い = get_glyph(glyph_set, cmap, 'い')
recording_pen = RecordingPen()
い.draw(recording_pen)
print(recording_pen.value)
[('moveTo', ((226, 696),)),
 ('lineTo', ((130, 698),)),
 ('curveTo', ((135, 674), (136, 633), (136, 610))),
 ('curveTo', ((136, 552), (137, 432), (147, 346))),
 ('curveTo', ((174, 89), (264, -4), (357, -4))),
 ('curveTo', ((425, -4), (486, 53), (545, 221))),
 ('lineTo', ((482, 293),)),
 ('curveTo', ((456, 193), (410, 91), (359, 91))),
 ('curveTo', ((289, 91), (241, 200), (225, 366))),
 ('curveTo', ((218, 447), (217, 538), (218, 600))),
 ('curveTo', ((219, 626), (222, 672), (226, 696))),
 ('closePath', ()),
 ('moveTo', ((742, 669),)),
 ('lineTo', ((664, 642),)),
 ('curveTo', ((758, 526), (818, 330), (835, 152))),
 ('lineTo', ((916, 184),)),
 ('curveTo', ((902, 351), (831, 554), (742, 669))),
 ('closePath', ())]

曲線を中心とした、2つのパスで構成されています。

SVGPathPen を利用してSVGを作成する

今度は応用として、SVGPathPen というペンを使ってみましょう。このペンは、SVGパスデータ文字列を組み立ててくれます。SVGPathPen のコンストラクタは引数に glyphSet をとりますので、最初の方で用意した glyph_set を渡します。

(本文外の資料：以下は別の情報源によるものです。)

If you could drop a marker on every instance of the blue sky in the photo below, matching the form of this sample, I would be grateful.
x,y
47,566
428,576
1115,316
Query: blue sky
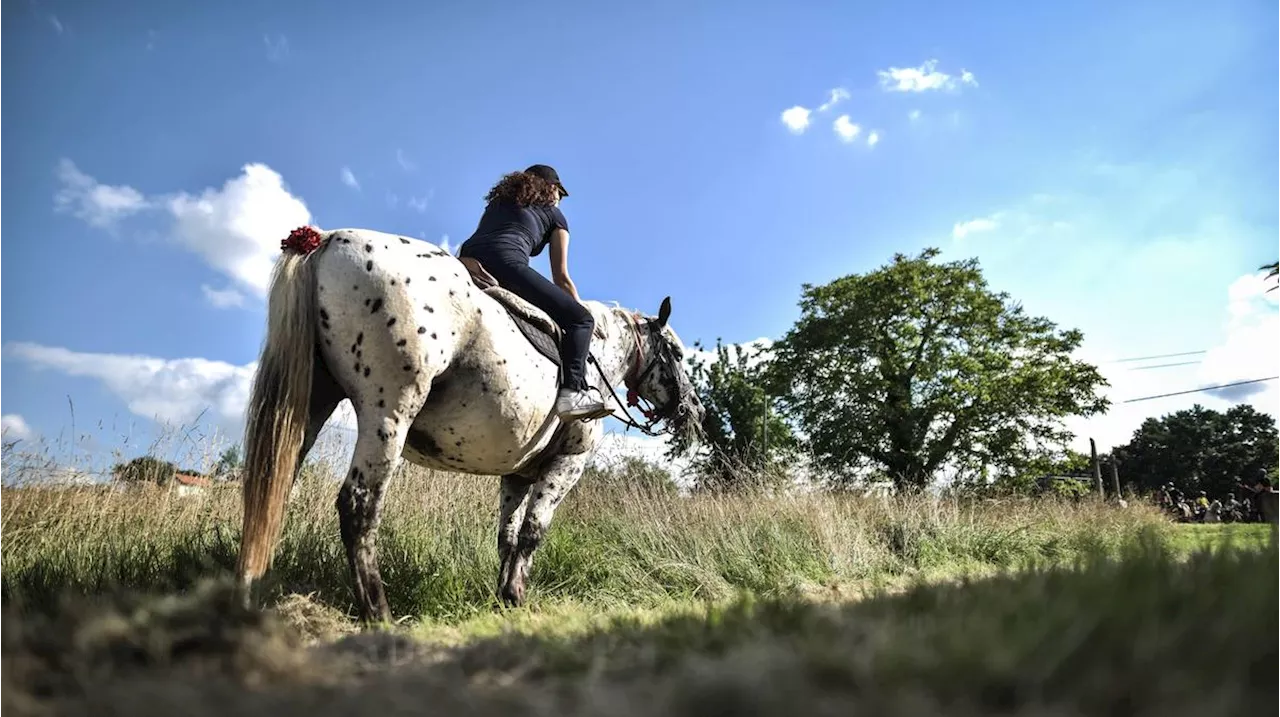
x,y
1110,165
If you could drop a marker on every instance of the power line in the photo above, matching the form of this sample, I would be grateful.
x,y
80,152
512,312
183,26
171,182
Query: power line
x,y
1200,389
1159,356
1165,365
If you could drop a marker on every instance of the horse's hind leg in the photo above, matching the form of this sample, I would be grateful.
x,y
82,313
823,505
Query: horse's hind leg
x,y
325,396
379,442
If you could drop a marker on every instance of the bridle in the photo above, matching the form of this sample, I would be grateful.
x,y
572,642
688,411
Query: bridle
x,y
632,379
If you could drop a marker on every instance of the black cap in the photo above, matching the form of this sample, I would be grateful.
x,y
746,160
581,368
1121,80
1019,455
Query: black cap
x,y
545,172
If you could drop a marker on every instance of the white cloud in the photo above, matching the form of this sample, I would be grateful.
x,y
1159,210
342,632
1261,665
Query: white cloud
x,y
1252,346
406,164
923,78
348,178
1247,351
14,428
845,129
796,119
223,298
176,391
234,229
237,229
833,99
963,229
100,205
173,389
277,48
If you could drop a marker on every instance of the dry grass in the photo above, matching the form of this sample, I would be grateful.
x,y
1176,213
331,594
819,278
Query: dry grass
x,y
643,603
609,544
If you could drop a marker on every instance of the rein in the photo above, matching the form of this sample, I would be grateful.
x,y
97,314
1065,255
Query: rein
x,y
632,379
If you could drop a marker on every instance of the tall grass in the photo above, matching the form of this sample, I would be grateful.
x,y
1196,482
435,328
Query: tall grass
x,y
612,542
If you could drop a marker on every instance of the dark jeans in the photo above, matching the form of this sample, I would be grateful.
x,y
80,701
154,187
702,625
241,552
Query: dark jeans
x,y
516,275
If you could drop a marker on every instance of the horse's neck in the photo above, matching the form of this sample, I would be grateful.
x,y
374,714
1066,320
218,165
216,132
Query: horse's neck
x,y
620,350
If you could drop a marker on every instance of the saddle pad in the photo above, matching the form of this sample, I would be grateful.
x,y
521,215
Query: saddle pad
x,y
545,343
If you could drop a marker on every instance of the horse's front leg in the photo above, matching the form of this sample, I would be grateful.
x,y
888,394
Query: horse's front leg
x,y
511,516
543,497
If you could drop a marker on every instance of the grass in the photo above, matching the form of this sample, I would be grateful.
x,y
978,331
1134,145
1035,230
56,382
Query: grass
x,y
643,603
609,544
1146,631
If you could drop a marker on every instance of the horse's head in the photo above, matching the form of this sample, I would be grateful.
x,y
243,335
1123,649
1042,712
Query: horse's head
x,y
658,375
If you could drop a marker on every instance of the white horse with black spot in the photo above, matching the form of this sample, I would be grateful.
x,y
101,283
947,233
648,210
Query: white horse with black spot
x,y
440,371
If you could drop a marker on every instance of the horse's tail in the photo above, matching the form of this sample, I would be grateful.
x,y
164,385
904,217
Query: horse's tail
x,y
280,401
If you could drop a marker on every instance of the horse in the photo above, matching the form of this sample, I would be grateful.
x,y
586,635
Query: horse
x,y
442,371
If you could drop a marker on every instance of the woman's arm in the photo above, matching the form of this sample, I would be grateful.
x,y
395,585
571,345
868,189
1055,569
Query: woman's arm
x,y
560,263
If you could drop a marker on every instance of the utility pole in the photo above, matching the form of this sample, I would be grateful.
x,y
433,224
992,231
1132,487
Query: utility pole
x,y
1115,475
1097,469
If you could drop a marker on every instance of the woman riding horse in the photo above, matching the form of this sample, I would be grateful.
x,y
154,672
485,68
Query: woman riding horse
x,y
521,218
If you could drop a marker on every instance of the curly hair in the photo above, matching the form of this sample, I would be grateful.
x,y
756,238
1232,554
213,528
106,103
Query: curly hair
x,y
524,188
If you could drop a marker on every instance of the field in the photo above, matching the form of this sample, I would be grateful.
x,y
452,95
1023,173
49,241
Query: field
x,y
641,603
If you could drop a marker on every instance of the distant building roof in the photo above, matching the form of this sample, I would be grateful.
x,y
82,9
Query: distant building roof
x,y
192,480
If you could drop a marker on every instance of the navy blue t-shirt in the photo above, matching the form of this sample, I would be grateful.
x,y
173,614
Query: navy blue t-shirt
x,y
506,227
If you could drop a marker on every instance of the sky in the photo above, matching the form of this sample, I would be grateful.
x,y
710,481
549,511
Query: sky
x,y
1109,164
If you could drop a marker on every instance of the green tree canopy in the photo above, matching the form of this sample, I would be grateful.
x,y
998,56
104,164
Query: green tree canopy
x,y
746,437
918,366
1202,450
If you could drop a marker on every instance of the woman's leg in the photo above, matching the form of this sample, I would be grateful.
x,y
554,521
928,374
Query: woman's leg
x,y
574,319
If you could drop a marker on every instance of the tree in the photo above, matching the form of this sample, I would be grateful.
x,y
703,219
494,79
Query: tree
x,y
1274,274
145,469
1202,450
918,366
745,437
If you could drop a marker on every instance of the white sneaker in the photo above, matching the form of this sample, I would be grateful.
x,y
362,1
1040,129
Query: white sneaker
x,y
571,405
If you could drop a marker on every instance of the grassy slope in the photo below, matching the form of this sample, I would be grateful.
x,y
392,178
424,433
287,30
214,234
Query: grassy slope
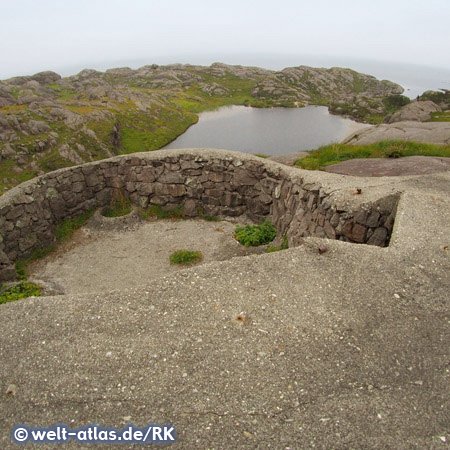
x,y
335,153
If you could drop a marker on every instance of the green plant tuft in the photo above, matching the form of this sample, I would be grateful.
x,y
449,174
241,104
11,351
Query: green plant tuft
x,y
19,291
158,212
254,235
118,209
185,257
64,231
209,218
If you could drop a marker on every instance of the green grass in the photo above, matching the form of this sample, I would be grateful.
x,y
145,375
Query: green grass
x,y
19,291
209,218
158,212
62,233
254,235
118,209
185,257
335,153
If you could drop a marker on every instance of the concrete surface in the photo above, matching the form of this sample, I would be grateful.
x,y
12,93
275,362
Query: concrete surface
x,y
296,349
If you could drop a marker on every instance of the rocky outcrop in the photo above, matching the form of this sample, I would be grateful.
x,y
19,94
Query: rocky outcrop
x,y
146,104
419,111
215,182
427,132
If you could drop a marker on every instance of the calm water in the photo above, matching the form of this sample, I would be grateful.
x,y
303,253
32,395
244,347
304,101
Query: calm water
x,y
275,131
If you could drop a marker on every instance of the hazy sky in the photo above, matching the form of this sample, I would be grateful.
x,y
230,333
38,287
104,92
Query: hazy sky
x,y
67,36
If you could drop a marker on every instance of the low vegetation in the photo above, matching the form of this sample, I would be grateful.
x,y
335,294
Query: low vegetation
x,y
158,212
118,209
335,153
185,257
65,230
19,291
254,235
62,233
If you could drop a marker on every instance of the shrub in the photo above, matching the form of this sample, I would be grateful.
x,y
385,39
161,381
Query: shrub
x,y
19,291
185,257
254,235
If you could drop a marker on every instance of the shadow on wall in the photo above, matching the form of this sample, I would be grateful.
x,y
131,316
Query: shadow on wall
x,y
221,185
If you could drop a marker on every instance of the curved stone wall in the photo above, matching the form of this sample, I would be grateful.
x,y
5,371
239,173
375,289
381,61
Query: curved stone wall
x,y
214,182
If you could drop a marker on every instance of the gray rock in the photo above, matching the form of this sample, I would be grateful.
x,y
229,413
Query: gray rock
x,y
38,126
414,111
431,132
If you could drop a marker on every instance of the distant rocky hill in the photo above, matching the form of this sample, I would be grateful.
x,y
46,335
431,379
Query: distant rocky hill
x,y
48,122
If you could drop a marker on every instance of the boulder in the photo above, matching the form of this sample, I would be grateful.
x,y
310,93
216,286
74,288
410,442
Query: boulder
x,y
428,132
414,111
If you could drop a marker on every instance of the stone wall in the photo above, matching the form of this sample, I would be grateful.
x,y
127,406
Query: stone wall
x,y
216,183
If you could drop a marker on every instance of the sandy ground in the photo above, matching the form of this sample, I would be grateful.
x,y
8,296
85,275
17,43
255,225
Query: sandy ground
x,y
99,261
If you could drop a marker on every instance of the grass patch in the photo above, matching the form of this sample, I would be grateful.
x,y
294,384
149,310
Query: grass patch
x,y
185,257
64,231
335,153
209,218
254,235
284,246
62,234
19,291
158,212
118,209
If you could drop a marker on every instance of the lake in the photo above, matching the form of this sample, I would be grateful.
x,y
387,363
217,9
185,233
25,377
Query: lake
x,y
267,131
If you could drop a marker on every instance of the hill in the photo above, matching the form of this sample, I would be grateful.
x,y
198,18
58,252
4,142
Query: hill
x,y
49,122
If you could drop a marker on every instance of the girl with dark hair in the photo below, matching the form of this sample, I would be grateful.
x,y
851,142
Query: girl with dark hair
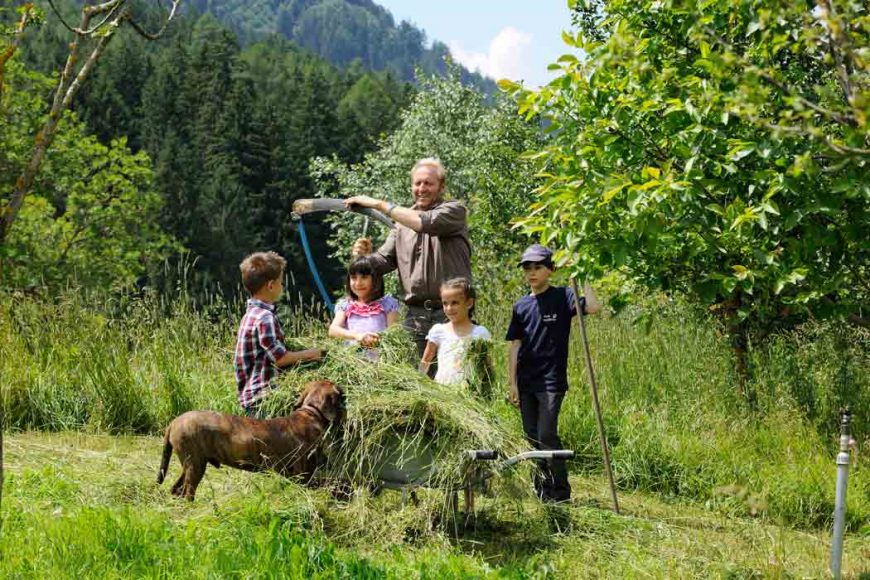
x,y
450,341
365,311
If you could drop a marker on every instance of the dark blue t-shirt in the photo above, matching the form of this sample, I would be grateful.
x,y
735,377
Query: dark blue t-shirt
x,y
543,323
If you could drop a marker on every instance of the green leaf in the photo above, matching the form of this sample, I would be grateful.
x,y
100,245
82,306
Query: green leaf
x,y
508,85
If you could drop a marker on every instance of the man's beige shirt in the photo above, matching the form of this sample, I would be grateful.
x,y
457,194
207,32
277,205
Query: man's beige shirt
x,y
424,260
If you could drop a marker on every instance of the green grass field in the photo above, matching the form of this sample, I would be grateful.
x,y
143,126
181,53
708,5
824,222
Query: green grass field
x,y
83,505
709,486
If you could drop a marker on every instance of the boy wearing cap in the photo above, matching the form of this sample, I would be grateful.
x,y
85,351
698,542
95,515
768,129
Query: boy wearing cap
x,y
538,364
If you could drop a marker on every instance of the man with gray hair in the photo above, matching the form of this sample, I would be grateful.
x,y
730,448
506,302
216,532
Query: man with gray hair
x,y
428,245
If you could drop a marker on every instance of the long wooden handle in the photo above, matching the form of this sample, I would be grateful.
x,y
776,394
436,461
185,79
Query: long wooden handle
x,y
602,438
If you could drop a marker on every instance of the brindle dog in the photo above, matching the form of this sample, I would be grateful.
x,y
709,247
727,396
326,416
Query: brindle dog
x,y
288,445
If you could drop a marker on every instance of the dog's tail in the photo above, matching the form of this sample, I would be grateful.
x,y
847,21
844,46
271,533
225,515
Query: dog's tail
x,y
167,455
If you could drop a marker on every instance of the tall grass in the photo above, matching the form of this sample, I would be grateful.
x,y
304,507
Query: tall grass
x,y
673,417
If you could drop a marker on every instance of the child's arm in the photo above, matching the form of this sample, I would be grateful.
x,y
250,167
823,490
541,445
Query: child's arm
x,y
592,304
428,356
514,395
293,357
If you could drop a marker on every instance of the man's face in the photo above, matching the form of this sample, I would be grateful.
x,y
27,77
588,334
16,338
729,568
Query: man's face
x,y
426,187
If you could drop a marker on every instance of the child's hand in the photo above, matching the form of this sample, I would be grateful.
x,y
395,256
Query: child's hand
x,y
514,396
369,339
361,247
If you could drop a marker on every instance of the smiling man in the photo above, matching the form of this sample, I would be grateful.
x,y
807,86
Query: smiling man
x,y
428,245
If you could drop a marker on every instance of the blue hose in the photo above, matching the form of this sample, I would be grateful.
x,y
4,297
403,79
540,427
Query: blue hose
x,y
313,267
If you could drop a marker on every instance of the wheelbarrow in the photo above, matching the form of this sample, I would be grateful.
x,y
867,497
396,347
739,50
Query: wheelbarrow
x,y
405,468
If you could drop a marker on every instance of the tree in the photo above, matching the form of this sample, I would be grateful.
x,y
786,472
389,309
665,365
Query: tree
x,y
718,150
98,25
481,147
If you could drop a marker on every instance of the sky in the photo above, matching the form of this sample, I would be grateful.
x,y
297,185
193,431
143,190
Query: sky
x,y
514,39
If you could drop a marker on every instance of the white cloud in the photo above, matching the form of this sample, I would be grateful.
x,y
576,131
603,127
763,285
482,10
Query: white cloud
x,y
508,55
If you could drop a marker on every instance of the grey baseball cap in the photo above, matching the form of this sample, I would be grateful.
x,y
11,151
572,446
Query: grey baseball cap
x,y
536,253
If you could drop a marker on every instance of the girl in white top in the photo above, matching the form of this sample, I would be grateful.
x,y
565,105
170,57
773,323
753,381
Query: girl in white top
x,y
449,341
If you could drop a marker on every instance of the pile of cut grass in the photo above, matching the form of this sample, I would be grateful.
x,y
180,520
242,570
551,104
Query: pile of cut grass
x,y
399,419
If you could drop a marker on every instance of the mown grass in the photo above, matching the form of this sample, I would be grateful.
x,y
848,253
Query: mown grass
x,y
86,506
676,425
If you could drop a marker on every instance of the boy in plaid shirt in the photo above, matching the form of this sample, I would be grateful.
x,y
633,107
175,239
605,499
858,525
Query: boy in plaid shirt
x,y
260,349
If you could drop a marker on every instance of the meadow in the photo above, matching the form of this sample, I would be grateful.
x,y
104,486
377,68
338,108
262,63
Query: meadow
x,y
709,485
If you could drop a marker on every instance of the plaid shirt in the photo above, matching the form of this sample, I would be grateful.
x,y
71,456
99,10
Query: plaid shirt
x,y
260,342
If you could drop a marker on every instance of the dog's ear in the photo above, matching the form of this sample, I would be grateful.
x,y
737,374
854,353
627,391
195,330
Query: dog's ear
x,y
302,396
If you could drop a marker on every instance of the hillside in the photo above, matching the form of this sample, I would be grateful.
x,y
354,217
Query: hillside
x,y
341,31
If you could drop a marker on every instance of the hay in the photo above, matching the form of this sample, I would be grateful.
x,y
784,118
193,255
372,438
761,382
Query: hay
x,y
401,423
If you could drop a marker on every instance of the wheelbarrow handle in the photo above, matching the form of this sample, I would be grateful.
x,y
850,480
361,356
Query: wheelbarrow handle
x,y
549,454
482,454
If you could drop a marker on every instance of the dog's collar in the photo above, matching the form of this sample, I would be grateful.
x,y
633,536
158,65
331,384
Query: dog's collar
x,y
317,412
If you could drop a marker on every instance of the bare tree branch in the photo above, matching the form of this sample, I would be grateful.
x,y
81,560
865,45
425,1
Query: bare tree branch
x,y
68,86
27,14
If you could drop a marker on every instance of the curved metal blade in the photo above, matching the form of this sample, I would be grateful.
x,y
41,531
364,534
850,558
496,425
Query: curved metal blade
x,y
306,206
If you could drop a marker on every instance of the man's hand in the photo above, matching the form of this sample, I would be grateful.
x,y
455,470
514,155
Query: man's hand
x,y
361,247
364,201
369,339
514,396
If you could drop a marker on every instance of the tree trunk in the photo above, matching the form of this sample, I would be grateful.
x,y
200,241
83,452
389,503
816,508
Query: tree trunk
x,y
738,332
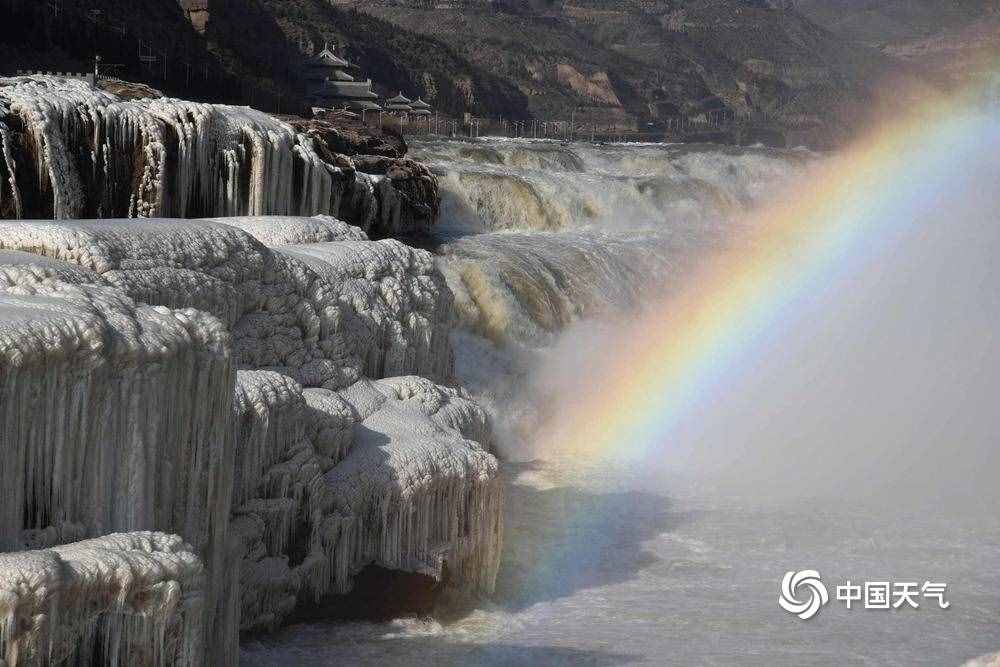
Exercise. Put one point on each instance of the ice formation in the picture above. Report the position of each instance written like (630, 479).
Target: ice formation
(141, 593)
(325, 314)
(182, 376)
(70, 151)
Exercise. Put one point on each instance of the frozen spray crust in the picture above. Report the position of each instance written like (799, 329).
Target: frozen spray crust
(325, 314)
(398, 308)
(383, 472)
(88, 154)
(416, 463)
(301, 488)
(276, 230)
(90, 363)
(145, 588)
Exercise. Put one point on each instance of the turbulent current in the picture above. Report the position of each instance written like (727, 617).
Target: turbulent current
(548, 249)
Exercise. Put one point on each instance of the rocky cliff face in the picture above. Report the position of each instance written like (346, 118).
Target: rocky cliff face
(69, 151)
(274, 406)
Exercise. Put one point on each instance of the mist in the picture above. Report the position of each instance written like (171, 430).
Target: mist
(878, 388)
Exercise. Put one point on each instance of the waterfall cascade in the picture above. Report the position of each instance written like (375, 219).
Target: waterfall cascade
(181, 376)
(540, 234)
(69, 151)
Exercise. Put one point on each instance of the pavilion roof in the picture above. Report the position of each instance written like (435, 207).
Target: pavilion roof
(327, 58)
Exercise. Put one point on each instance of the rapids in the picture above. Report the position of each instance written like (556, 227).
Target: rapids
(547, 248)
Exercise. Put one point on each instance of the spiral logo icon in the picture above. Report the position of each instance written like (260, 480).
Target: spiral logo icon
(804, 582)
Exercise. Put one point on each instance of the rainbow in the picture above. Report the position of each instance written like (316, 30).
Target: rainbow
(850, 205)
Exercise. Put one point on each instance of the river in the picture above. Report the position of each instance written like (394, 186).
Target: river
(857, 439)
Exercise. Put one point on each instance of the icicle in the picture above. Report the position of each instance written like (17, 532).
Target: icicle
(144, 590)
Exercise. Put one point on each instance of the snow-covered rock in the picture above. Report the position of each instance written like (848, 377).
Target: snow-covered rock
(153, 373)
(325, 314)
(70, 151)
(142, 593)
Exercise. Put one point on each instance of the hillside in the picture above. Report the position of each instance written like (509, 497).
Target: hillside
(944, 38)
(646, 62)
(795, 67)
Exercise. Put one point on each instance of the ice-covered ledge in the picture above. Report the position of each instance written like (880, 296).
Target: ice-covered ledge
(71, 151)
(190, 379)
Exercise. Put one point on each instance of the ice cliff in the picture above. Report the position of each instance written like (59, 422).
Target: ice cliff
(69, 151)
(264, 389)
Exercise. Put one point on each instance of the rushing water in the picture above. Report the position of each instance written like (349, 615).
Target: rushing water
(547, 248)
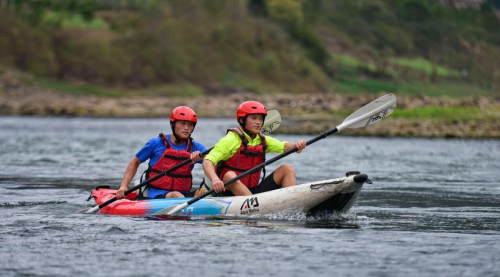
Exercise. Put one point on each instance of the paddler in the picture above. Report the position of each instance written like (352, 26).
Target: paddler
(165, 152)
(244, 148)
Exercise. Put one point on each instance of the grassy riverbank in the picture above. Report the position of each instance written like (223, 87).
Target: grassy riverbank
(417, 116)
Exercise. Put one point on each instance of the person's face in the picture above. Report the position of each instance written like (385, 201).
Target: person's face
(254, 123)
(183, 129)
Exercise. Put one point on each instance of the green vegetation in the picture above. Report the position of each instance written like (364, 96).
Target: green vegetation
(448, 114)
(197, 47)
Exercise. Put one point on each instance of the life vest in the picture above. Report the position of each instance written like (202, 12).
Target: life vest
(178, 180)
(245, 158)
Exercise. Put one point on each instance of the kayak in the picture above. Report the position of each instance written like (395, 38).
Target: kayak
(316, 198)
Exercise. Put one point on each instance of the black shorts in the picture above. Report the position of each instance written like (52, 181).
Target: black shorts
(267, 184)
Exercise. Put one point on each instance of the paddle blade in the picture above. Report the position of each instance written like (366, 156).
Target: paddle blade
(273, 121)
(371, 113)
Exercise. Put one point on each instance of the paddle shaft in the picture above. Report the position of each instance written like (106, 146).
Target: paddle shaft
(96, 208)
(251, 171)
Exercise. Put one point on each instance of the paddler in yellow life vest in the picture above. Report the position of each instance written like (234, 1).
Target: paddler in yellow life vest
(165, 152)
(244, 148)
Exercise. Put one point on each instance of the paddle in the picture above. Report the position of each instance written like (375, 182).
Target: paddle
(369, 114)
(272, 122)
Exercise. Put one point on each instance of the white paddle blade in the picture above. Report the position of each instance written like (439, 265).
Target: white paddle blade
(371, 113)
(273, 121)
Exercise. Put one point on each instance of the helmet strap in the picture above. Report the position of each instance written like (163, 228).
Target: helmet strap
(177, 138)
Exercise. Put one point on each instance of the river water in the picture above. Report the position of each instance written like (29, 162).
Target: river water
(433, 208)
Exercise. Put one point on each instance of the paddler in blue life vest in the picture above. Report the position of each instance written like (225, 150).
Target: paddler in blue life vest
(244, 148)
(165, 152)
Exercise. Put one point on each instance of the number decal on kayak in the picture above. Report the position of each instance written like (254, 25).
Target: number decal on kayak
(250, 205)
(187, 211)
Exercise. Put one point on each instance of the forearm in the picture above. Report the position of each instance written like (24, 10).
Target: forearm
(209, 169)
(288, 146)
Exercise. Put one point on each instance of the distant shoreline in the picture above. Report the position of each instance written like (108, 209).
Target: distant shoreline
(301, 113)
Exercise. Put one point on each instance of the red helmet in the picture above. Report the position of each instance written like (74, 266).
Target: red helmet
(250, 107)
(183, 113)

from fontTools.pens.svgPathPen import SVGPathPen
svg_path_pen = SVGPathPen(glyph_set)

グリフ L をなぞった後、getCommands() メソッドでパスデータ文字列を取得します。

L.draw(svg_path_pen)
print(svg_path_pen.getCommands())
M100 0H513V79H193V733H100Z

パスデータ文字列が表示されました。左下の点 100 0 からスタートし、水平線 H と垂直線 V でパスが構成されています。

以下のようにガワを手書きして、独立したSVGファイルを作ります。

<svg xmlns="http://www.w3.org/2000/svg" viewBox="0 0 1000 1000">
    <path d="M100 0H513V79H193V733H100Z"/>
</svg>

このSVGファイルをブラウザで表示してみると、こんな感じです。

一応「L」のグリフが表示できました。が、上下逆さです。OpenType の座標系では y 軸が上方向に延びていますが、SVG では下方向に延びているため、そのままだと上下がひっくり返ってしまいます。transform 属性で上下を逆にし、viewBox 属性も調整しましょう。

<svg xmlns="http://www.w3.org/2000/svg" viewBox="0 -1000 1000 1000">
    <path d="M100 0H513V79H193V733H100Z" transform="scale(1, -1)"/>
</svg>

これで正立しました。

最後に、もうちょっといい感じのSVGファイルを生成する関数を定義してみます。

from textwrap import dedent

def save_as_svg(font, char, output_path):
    '''TTFont オブジェクトを受け取り、指定した文字のグリフを SVG として保存する'''
    
    glyph_set = font.getGlyphSet()
    cmap = font.getBestCmap()
    
    # グリフのアウトラインを SVGPathPen でなぞる
    glyph = get_glyph(glyph_set, cmap, char)
    svg_path_pen = SVGPathPen(glyph_set)
    glyph.draw(svg_path_pen)

    # メトリクスを取得
    ascender = font['OS/2'].sTypoAscender
    descender = font['OS/2'].sTypoDescender
    width = glyph.width
    height = ascender - descender
    
    content = dedent(f'''\
        <svg xmlns="http://www.w3.org/2000/svg" viewBox="0 {-ascender} {width} {height}">
            <g transform="scale(1, -1)">
                <!-- ボディの枠 -->
                <rect x="0" y="{descender}" width="{width}" height="{height}"
                    stroke="cyan" fill="none"/>
                <!-- グリフ座標系の原点 -->
                <circle cx="0" cy="0" r="5" fill="blue"/>
                <!-- グリフのアウトライン -->
                <path d="{svg_path_pen.getCommands()}"/>
            </g>
        </svg>
    ''')
    
    with open(output_path, 'w') as f:
        f.write(content)

"L" と "い" で実行してみます。

save_as_svg(font, 'L', 'L.svg')
save_as_svg(font, 'い', 'い.svg')

こんな感じの SVG ファイルができました。めでたしめでたし。

おわりに

この記事では pen protocol の概要を説明し、ペンを使ってアウトラインを取得したり、SVG として表示する方法について見てきました。一方、今回触れなかった話題としては、

  • pen protocol の詳細とペンの定義方法
  • グリフへの書き込み
  • ペンを利用したアウトラインの加工
  • さまざまなペンの紹介

などがあります。これらに関しては、またいずれ気が向いたときに記事を書くかもしれません。

なお、今回のファイルは以下のリポジトリにまとめておきました。どうぞご利用ください。

github.com

*1:若干紛らわしいのですが、segment pen protocol は単に pen protocol と呼ばれることがあります。